I bet that Apple won't rely that much on emulation this time (like back when switching from PPC to x86), instead either require app-store apps to be uploaded as LLVM bitcode, or upload fat-binaries with ARM and x86 machine code (NextStep aka OSX did this already a quarter century ago), or maybe even statically translate x86 machine code to ARM on the app store "server side".
Most command line code installed through homebrew is compiled on the user machine anyway, which leaves the closed-source and legacy UI applications not distributed through the app store (but by the time Macs switch to ARM, OSX probably will forbid to run those anyway).
> I bet that Apple won't rely that much on emulation this time (like back when switching from PPC to x86), instead either require app-store apps to be uploaded as LLVM bitcode
LLVM bitcode remains architecture-specific (if not platform-specific), you can not just recompile x86 bitcode for ARM.
> or upload fat-binaries with ARM and x86 machine code (NextStep aka OSX did this already a quarter century ago)

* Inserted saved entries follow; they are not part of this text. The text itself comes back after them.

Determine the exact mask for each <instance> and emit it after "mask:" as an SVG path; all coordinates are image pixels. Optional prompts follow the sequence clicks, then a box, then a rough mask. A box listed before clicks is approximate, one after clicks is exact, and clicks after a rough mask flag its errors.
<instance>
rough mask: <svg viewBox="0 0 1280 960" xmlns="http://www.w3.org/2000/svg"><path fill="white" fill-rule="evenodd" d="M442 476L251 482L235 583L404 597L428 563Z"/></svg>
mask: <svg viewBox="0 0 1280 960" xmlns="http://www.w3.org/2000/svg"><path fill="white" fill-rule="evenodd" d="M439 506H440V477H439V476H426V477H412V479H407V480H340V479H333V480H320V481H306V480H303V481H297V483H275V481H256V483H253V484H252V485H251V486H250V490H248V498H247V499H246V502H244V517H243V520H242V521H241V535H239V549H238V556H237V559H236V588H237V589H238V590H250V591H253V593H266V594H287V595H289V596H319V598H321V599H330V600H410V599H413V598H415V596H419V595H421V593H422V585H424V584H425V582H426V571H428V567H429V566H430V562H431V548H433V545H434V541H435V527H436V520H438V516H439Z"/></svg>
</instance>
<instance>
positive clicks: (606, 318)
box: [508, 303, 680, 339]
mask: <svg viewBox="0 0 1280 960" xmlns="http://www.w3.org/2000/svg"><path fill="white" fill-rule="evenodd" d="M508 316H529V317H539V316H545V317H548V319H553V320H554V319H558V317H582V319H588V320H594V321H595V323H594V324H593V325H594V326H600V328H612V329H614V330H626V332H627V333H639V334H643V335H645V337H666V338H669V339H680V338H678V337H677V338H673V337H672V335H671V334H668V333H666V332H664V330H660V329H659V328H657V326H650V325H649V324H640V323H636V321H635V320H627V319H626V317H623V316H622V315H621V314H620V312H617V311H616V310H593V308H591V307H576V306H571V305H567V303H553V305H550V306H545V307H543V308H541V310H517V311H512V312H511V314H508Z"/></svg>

That doesn't obviate the need for a transition compatibility layer, complex software can take years to port to different architectures.
> I bet that Apple won't rely that much on emulation this time (like back when switching from PPC to x86), instead either require app-store apps to be uploaded as LLVM bitcode, or […]
LLVM bitcode is platform specific. It deliberately isn't designed to be portable.
Most command line code installed through homebrew is compiled on the user machine anyway, which leaves the closed-source and legacy UI applications not distributed through the app store (but by the time Macs switch to ARM, OSX probably will forbid to run those anyway).